Wilkinson briefly worked as an ambulance driver during the Second World War, and taught German at the relocated University College London department in Aberystwyth.[1] She collaborated closely with L. A. Willoughby throughout the 1940s and 1950s. She delivered the Taylorian Lecture in Oxford in 1959.[3] In 1961 she was appointed Professor of German at University College London, delivering her inaugural lecture on 25 October 1962.[4]

She was elected to the British Academy in 1972.[1] She retired in 1976, and a Festschrift was published in her honour in 1978, under the title Tradition and Creation.[1]

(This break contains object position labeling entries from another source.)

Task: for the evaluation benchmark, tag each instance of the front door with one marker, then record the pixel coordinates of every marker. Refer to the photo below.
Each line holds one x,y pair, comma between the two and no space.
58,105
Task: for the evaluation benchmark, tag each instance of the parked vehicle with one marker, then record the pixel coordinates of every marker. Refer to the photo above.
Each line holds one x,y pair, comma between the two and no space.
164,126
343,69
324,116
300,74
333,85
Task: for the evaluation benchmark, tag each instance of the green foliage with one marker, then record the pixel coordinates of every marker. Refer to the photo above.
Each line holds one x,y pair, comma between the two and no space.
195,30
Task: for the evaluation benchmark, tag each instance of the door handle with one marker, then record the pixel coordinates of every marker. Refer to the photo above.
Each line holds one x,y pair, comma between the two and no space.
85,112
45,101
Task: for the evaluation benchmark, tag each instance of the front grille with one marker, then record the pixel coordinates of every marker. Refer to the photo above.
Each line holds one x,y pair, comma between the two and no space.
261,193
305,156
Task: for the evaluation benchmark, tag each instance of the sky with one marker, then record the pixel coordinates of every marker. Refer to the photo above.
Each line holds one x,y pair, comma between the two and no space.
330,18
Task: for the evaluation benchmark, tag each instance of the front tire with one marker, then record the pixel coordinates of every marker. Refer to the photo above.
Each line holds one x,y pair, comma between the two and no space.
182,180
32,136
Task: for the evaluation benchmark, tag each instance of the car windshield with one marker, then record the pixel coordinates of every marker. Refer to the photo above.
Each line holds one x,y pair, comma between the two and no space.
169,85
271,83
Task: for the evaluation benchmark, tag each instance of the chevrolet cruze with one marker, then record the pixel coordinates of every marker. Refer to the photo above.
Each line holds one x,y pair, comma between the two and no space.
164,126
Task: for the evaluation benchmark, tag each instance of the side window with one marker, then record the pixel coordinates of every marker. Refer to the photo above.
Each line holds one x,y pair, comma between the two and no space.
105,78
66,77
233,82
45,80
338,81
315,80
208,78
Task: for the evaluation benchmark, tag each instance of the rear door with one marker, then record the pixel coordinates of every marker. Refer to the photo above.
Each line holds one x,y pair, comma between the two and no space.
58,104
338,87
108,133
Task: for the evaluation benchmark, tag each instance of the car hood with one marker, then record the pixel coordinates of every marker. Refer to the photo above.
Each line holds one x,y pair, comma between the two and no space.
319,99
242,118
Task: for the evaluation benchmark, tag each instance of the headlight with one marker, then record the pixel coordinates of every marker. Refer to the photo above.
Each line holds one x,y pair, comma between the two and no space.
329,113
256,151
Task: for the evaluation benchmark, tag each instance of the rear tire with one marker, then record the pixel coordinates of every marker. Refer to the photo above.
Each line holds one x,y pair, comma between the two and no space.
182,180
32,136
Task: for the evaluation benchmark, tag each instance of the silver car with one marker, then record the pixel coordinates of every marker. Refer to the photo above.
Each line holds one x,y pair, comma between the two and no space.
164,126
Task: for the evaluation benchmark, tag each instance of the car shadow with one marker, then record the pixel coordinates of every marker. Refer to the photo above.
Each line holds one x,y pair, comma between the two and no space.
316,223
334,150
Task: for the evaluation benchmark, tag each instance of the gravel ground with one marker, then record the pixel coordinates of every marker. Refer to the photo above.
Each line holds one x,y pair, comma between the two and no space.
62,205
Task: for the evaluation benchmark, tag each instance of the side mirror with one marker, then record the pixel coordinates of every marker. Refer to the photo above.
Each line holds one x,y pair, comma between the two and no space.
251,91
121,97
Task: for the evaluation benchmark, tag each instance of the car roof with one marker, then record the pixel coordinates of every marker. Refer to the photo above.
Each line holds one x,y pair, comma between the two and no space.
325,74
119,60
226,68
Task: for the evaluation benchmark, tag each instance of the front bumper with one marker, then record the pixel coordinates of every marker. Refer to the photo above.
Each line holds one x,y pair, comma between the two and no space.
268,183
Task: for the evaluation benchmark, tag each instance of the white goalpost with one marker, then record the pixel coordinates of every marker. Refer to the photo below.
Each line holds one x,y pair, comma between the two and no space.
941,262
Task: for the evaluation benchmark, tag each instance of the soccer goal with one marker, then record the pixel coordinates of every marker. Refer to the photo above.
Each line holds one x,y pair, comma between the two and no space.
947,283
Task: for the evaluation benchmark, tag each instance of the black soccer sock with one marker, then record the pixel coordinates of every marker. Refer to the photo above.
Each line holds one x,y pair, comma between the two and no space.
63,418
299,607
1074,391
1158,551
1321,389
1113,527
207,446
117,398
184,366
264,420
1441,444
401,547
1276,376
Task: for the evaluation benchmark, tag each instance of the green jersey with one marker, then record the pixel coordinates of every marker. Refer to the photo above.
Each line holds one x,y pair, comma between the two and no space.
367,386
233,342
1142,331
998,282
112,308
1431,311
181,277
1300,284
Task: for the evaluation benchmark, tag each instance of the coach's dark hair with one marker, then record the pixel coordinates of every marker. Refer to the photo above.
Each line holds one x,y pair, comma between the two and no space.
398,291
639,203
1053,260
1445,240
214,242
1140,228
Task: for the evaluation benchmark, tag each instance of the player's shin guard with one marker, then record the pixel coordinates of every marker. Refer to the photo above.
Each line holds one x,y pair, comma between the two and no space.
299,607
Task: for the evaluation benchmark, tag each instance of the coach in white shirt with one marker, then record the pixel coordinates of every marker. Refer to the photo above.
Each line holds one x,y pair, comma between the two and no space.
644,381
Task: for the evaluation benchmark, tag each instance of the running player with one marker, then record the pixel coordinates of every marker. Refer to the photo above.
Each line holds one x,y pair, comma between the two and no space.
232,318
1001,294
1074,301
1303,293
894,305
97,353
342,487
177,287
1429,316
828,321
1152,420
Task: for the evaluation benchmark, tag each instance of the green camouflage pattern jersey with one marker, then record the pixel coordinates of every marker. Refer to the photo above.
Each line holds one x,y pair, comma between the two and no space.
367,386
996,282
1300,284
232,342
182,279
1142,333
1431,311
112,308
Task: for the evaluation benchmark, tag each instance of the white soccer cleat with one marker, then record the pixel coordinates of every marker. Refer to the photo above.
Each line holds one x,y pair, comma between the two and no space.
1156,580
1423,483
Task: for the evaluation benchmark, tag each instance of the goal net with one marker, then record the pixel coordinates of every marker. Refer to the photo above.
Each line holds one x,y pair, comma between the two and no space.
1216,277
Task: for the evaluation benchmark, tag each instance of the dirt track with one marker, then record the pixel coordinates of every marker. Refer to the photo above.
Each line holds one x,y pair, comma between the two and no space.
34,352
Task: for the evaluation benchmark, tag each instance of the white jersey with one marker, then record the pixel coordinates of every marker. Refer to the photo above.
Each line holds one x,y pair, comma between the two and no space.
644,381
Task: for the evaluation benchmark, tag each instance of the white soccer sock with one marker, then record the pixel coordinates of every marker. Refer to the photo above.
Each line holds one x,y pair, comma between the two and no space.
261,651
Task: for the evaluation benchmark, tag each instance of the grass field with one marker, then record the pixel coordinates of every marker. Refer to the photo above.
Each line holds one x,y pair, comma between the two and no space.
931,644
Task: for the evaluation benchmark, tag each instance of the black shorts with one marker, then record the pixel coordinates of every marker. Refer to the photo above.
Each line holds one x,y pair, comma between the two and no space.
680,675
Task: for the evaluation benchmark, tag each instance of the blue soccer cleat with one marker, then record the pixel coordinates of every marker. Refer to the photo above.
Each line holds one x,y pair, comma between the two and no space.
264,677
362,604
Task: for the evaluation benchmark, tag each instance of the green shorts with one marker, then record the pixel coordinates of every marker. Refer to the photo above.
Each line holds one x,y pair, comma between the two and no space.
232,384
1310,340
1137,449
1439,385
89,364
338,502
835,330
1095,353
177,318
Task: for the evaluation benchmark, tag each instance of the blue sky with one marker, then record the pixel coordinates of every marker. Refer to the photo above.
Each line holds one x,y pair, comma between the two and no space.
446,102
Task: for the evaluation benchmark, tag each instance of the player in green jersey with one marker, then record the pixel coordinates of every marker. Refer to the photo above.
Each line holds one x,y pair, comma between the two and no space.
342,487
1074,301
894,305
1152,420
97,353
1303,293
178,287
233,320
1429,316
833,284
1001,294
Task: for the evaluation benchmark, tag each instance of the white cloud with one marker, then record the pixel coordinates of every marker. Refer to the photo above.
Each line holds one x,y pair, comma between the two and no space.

She died on 2 January 2001.[1]

Publications

  • Schiller, Kabale und Liebe, edited by Elizabeth M. Wilkinson and L. A. Willoughby (1944)
  • Johann Elias Schlegel: A German Pioneer in Aesthetics (1945)
  • Goethe's Conception of Form (1951)
  • Goethe: Poet and Thinker (1962)
  • Goethe Revisited: A Collection of Essays, edited by Elizabeth Mary Wilkinson (1984)

References

  1. R. H. Stephenson. "Elizabeth Mary Wilkinson 1909–2001" (PDF). British Academy.
  2. Elizabeth M. Wilkinson, "A critical study of Johann Elias Schlegel's aesthetic and dramatic theory", PhD Thesis, University of London, 1943.
  3. Elizabeth Mary Wilkinson, Schiller: Poet or Philosopher? Special Taylorian lecture delivered 17 November 1959 (1961).